In Uncategorized on 2016 October 19 Wednesday at 11:54:11
Carrie Cheadle writes:
Sometimes the thing that keeps you from being in the present moment is your running list of other things you could be doing while you’re training or at practice. Before your next practice, try writing down all of the things on your mind in that moment that are keeping you from being 100% mentally present. Write down anything and everything on your mind on a 3×5 card, a little notebook, etc. As you’re writing, imagine as if the weight of those concerns and tasks is actually being transferred to that piece of paper; as if that notebook or 3×5 card is literally holding onto it for you so you don’t have to carry it with you into practice. Know that it’s being held safe and then give yourself permission to just go be absorbed in practice.
I have huge problems getting out there. So many things I could be doing instead. So: I shall try this, and report back.
In Uncategorized on 2016 September 8 Thursday at 13:21:33
What’s the opposite of clickbait? Someone shared this article with me on Facebook, and I actually agree with it. The Upworthyish writing style doesn’t seem appropriate, but the points are good.
I sort of discovered these “mindful pauses” for myself: standing on the train; sitting at my desk wondering what to do next; lying in bed at 2 a.m.
But, as Krop says, “[t]he hardest part isn’t actually completing the mindful pause itself; it’s remembering to do it in the first place.” He’s the expert, but I wonder if linking these pauses to specific moments in the day is actually a good idea.

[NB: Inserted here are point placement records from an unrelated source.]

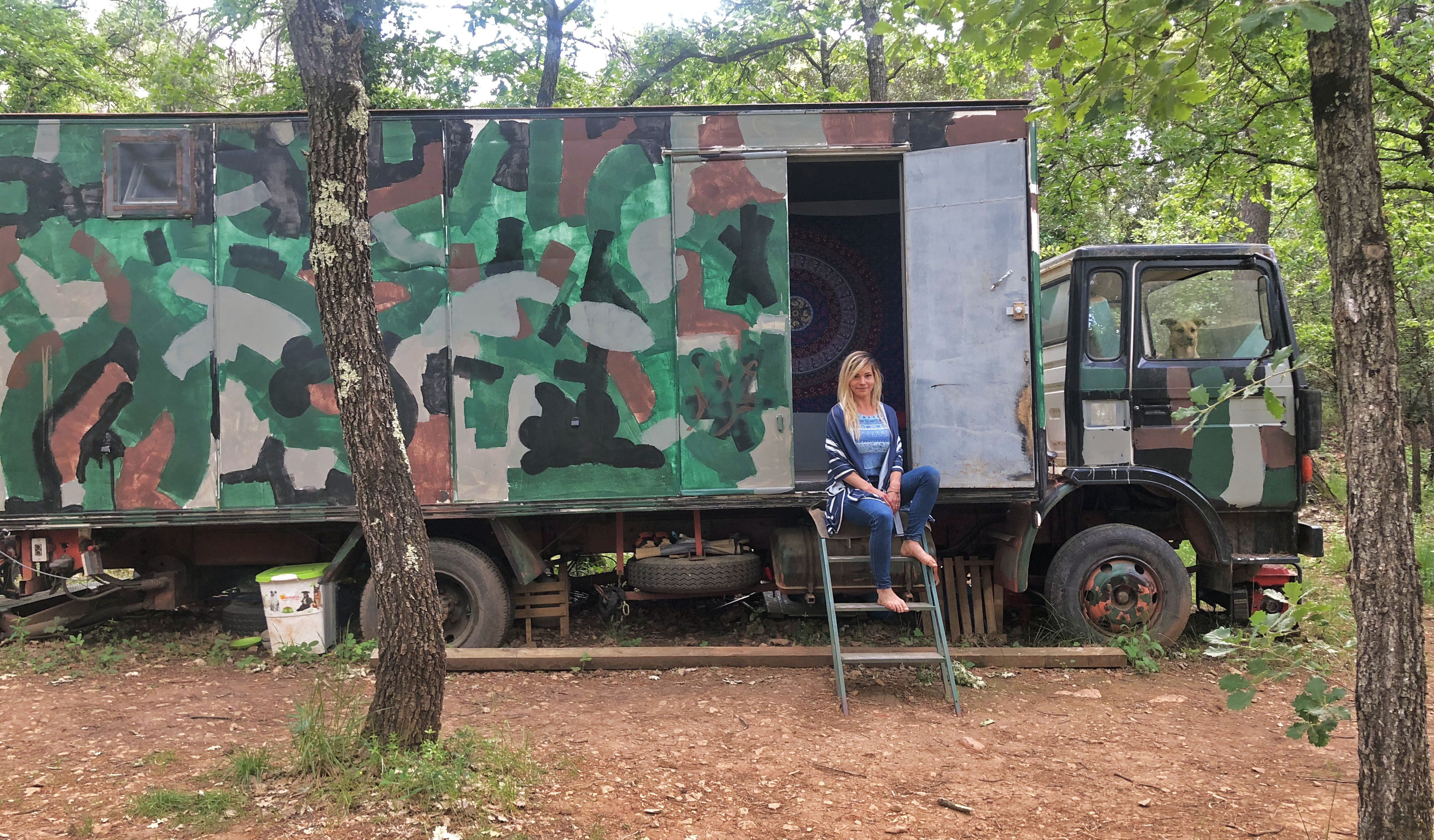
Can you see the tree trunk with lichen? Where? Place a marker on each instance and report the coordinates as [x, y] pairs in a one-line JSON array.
[[1384, 581], [408, 700]]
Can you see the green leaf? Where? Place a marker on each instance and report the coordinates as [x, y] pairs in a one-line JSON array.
[[1274, 405]]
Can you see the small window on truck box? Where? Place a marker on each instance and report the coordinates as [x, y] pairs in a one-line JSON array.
[[1056, 312], [148, 172]]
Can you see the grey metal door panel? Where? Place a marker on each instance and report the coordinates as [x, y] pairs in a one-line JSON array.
[[966, 230]]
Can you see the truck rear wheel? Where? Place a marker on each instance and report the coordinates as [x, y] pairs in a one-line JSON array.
[[477, 601], [1117, 578]]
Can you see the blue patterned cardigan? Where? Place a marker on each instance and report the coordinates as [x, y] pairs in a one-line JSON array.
[[842, 459]]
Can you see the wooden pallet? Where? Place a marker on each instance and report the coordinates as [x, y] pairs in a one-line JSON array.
[[543, 600], [974, 601]]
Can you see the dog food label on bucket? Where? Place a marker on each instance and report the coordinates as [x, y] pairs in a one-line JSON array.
[[292, 600]]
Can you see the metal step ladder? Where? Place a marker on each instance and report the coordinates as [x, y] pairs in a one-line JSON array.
[[841, 660]]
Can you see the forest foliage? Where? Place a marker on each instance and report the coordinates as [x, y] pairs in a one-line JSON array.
[[1159, 121]]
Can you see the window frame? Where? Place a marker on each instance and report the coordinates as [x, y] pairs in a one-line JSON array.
[[1267, 307], [184, 204]]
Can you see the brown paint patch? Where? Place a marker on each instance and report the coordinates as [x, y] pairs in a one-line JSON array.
[[1278, 448], [42, 345], [858, 129], [721, 131], [984, 128], [138, 485], [723, 185], [1162, 438], [322, 398], [65, 441], [422, 187], [429, 459], [117, 286], [556, 263], [633, 383], [464, 270], [693, 316], [580, 160], [388, 294], [9, 256]]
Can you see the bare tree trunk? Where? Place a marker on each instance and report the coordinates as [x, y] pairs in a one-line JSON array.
[[1255, 214], [1384, 581], [408, 700], [875, 52]]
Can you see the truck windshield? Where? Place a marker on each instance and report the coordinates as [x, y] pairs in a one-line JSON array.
[[1205, 313]]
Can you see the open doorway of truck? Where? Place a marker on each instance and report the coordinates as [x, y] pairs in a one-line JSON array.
[[846, 289]]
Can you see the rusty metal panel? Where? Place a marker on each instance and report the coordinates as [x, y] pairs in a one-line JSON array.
[[967, 280]]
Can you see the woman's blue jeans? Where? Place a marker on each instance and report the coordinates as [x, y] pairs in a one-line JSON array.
[[918, 495]]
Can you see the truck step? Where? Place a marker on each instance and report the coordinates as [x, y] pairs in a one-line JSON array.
[[864, 607], [892, 659]]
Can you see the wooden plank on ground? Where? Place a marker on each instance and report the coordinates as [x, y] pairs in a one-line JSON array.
[[742, 657]]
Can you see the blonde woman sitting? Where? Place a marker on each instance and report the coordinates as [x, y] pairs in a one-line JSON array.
[[867, 479]]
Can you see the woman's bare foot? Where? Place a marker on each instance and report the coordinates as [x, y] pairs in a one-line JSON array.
[[911, 548], [891, 601]]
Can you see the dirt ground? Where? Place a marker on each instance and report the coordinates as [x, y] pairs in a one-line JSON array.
[[716, 753]]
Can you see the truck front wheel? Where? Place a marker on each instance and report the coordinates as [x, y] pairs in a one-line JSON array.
[[1113, 580], [478, 607]]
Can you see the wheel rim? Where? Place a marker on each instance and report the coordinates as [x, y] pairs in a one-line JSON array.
[[460, 608], [1121, 594]]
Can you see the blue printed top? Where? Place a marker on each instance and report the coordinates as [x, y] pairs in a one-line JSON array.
[[872, 442]]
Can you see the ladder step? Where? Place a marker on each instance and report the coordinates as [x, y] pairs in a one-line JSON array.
[[892, 659], [864, 607]]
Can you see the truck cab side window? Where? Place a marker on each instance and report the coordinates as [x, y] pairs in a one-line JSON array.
[[1106, 290], [1205, 313]]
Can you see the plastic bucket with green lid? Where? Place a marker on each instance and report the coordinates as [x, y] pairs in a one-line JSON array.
[[299, 608]]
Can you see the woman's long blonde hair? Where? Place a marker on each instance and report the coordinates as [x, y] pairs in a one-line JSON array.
[[851, 366]]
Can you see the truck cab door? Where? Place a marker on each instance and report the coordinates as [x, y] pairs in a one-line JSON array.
[[1202, 324], [733, 323], [968, 337]]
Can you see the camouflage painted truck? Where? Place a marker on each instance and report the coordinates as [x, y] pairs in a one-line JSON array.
[[606, 323]]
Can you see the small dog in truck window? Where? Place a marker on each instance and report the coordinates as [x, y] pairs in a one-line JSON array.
[[1185, 337]]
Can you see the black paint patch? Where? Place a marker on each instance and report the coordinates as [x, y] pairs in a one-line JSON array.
[[510, 251], [259, 259], [512, 167], [477, 369], [275, 165], [157, 246], [570, 434], [653, 134], [749, 274], [49, 194], [125, 353]]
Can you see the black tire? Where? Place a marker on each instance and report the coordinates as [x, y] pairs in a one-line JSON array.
[[479, 604], [1119, 578], [243, 618], [718, 574]]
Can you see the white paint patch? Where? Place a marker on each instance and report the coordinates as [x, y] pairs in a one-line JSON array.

In quotidian bloggage, self-improvement on 2016 September 8 Thursday at 12:25:53
TrainingPeaks, as so often, has an interesting blog post on “How Swimming, Biking, and Running Cultivates [sic] Self-Reliance”. (What TP should perhaps improve is their copy-editing!) I’ve often thought that what draws me to endurance exercise is self-mastery—especially mastery over my demons.
The notion of definite, objective standards of accomplishment is interesting, because many of us do live in a world where it’s unclear if you’re doing a good job, or why.